4.3. Practical implications for coral-based SST reconstructions
Most if not all fossil corals are subject to some level of diagenetic alteration, motivating the development of an evidence-based protocol for acquiring accurate paleotemperature estimates from this archive. This is especially true because, except in the most extreme cases, diagenesis can escape detection via standard screening protocols. While alteration is often associated with older fossil corals, diagenesis routinely occurs in relatively young corals, such as the <100yr-old fossil coral featured in this study, and is also observed in cores collected from living colonies (e.g. Nothdurft et al. , 2007;Nothdurft and Webb , 2008; Rabier et al. , 2008;Nurhati et al. , 2011; Sayani et al. , 2011). As the composition of secondary cements is significantly different from that of coral aragonite, even light to moderate levels of alteration can produce significant errors reconstructions that rely on bulk analytical techniques. Moreover, given the scarcity of fossil corals, researchers often attempt to recover reconstructions from corals that grew during a given time period of interest, even if they have experienced moderate to significant alteration. Thus, given the pervasiveness of diagenesis and its substantial impact on accuracy of fossil coral Sr/Ca-based paleotemperature estimates, rigorous screening for diagenesis would ideally be combined with micro-scale SIMS Sr/Ca as an independent constraint on paleotemperature.
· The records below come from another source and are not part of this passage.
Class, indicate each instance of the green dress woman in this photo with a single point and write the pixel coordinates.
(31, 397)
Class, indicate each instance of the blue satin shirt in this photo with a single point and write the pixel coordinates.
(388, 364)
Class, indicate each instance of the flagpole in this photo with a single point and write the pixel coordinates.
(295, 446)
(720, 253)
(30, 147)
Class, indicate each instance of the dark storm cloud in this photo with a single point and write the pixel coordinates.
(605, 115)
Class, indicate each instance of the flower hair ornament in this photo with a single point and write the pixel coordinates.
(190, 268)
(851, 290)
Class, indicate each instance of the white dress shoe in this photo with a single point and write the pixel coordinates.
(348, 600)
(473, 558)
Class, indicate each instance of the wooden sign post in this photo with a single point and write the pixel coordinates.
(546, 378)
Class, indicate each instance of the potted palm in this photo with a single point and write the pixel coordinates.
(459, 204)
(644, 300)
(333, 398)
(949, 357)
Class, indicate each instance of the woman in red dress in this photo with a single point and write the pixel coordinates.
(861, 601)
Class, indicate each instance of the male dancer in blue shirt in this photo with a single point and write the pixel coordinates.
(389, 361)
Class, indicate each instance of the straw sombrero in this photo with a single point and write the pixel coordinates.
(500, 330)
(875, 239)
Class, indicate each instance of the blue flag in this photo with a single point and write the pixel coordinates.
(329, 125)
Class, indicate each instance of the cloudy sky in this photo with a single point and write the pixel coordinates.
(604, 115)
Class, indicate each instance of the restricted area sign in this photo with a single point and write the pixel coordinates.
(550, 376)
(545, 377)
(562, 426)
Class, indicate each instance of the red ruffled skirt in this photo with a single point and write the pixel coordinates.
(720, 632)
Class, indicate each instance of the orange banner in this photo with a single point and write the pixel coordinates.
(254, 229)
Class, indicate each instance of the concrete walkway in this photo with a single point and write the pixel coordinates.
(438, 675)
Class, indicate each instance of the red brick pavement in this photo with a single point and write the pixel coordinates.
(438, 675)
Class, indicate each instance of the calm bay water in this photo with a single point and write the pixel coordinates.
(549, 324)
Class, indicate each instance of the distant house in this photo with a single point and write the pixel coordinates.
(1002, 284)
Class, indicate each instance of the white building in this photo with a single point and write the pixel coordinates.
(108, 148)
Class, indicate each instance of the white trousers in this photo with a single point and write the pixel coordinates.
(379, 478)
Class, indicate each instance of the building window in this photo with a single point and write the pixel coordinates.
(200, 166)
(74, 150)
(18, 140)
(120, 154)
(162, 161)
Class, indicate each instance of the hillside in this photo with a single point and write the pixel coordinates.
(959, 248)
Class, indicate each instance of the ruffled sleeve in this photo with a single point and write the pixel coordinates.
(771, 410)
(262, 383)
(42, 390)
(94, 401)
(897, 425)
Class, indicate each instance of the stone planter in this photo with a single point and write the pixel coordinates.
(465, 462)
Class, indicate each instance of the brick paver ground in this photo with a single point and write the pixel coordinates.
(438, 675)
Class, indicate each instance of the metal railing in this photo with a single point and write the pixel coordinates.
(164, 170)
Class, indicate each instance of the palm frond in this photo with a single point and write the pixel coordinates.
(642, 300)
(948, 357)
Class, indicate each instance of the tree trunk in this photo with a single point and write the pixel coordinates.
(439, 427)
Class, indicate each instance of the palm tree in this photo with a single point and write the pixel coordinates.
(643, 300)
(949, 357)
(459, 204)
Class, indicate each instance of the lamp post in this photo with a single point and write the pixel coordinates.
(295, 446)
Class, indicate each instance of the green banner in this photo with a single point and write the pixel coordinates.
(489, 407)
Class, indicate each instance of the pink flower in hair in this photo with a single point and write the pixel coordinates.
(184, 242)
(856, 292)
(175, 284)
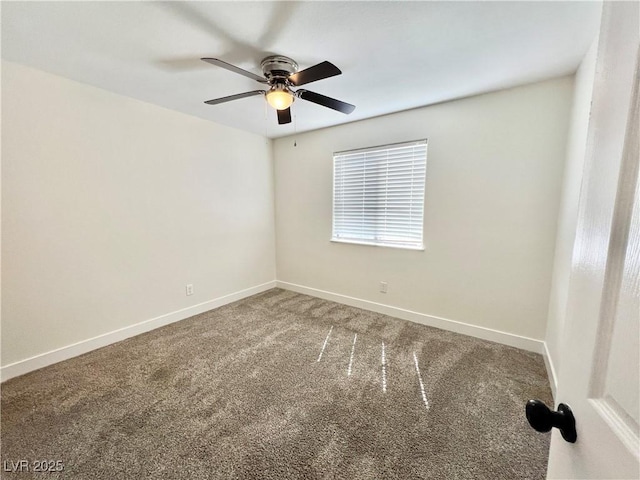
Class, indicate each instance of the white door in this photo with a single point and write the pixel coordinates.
(600, 362)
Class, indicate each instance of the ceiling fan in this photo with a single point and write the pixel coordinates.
(281, 74)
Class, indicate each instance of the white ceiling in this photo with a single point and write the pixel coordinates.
(394, 55)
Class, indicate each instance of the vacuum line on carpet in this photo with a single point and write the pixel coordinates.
(353, 349)
(326, 340)
(384, 371)
(424, 395)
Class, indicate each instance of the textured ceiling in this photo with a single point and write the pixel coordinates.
(394, 55)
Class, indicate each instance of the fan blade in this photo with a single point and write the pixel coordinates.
(234, 97)
(326, 101)
(315, 73)
(284, 116)
(219, 63)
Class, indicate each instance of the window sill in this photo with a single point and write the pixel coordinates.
(372, 244)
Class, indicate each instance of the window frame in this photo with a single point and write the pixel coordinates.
(417, 245)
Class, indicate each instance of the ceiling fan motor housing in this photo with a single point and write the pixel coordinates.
(277, 68)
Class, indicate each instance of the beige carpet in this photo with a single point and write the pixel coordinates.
(282, 386)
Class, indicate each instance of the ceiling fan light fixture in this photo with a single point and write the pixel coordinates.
(279, 97)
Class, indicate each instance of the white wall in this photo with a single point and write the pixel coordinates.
(110, 206)
(494, 176)
(568, 212)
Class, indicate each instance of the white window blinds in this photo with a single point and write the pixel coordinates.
(378, 195)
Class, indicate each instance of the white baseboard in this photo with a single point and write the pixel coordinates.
(54, 356)
(551, 371)
(484, 333)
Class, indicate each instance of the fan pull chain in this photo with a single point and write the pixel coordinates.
(266, 139)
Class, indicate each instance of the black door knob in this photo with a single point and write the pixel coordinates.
(543, 419)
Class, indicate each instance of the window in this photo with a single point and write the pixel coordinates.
(378, 195)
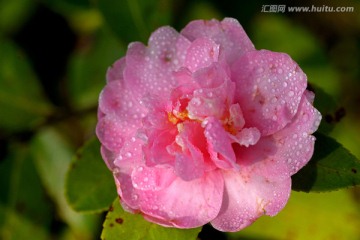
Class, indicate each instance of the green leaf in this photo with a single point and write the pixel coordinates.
(53, 155)
(87, 73)
(14, 13)
(21, 196)
(89, 184)
(318, 216)
(123, 225)
(16, 226)
(332, 167)
(330, 110)
(21, 103)
(134, 20)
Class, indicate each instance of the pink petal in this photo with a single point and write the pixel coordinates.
(189, 163)
(247, 136)
(269, 89)
(228, 34)
(150, 69)
(296, 144)
(219, 144)
(152, 178)
(247, 197)
(201, 53)
(215, 93)
(279, 156)
(121, 115)
(115, 72)
(108, 157)
(117, 99)
(184, 204)
(156, 150)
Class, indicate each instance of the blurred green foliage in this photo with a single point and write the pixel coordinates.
(44, 118)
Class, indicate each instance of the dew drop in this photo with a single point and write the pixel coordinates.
(135, 197)
(259, 70)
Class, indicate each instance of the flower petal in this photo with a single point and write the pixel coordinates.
(228, 34)
(247, 197)
(115, 72)
(212, 98)
(201, 53)
(296, 141)
(281, 155)
(185, 204)
(190, 163)
(150, 69)
(269, 89)
(219, 144)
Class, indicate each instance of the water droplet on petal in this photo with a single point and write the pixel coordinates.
(259, 70)
(135, 197)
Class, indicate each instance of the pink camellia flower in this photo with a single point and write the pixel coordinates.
(201, 127)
SIMS Sr/Ca of coral skeletons allows for the selective analysis of less altered skeletal material, but the cost- and labor-intensive nature of these analyses requires a sampling strategy that maximizes the accuracy of the resulting paleotemperature reconstructions with as few analyses as possible. Our results suggest that the most strategic use of SIMS Sr/Ca involves analysis of discrete multi-year windows to check the accuracy of longer bulk coral Sr/Ca timeseries generated by ICP-OES. In doing so, it is important to consider how to achieve the following goals with a minimum number of SIMS analyses: collecting enough measurements in a given time interval to overcome microscale compositional heterogeneity in coral aragonite, and collecting timeseries of SIMS measurements that will provide an apples-to-apples comparison to bulk Sr/Ca measurements. By sampling ~3-4 samples per month of coral growth, and applying a ~2.5 month running mean filter, we obtained monthly-resolved Sr/Ca with an analytical uncertainty of ±0.04mmol/mol or ±0.6˚C (1σ). While this is adequate for validating bulk Sr/Ca, it may not be sufficient for exploring paleotemperature changes without accompanying longer, bulk Sr/Ca timeseries. Increasing the number of SIMS Sr/Ca analyses per month of coral growth would indeed reduce the analytical uncertainty of SIMS-based Sr/Ca timeseries. For example, ~20 analyses/month would yield uncertainties as low as ±0.022mmol/mol (1sigma) or ±0.3˚C in smoothed SIMS Sr/Ca, assuming a Gaussian distribution, however this may not be practical in most cases. Additionally, paleo-SST reconstructions from fossil corals must also contend with intercolony offsets, such as the ±0.08mmol/mol or ±1˚C (1σ) offset observed in SIMS data from the three modern corals studied here, that make it difficult attribute differences in mean Sr/Ca values between two corals to climate change (e.g. Sayani et al. , 2019). As such, given that multiple corals are needed from a desired time interval to derive robust estimates of mean paleo-SST change, the most practical use of SIMS coral Sr/Ca is to validate the accuracy of bulk coral Sr/Ca timeseries.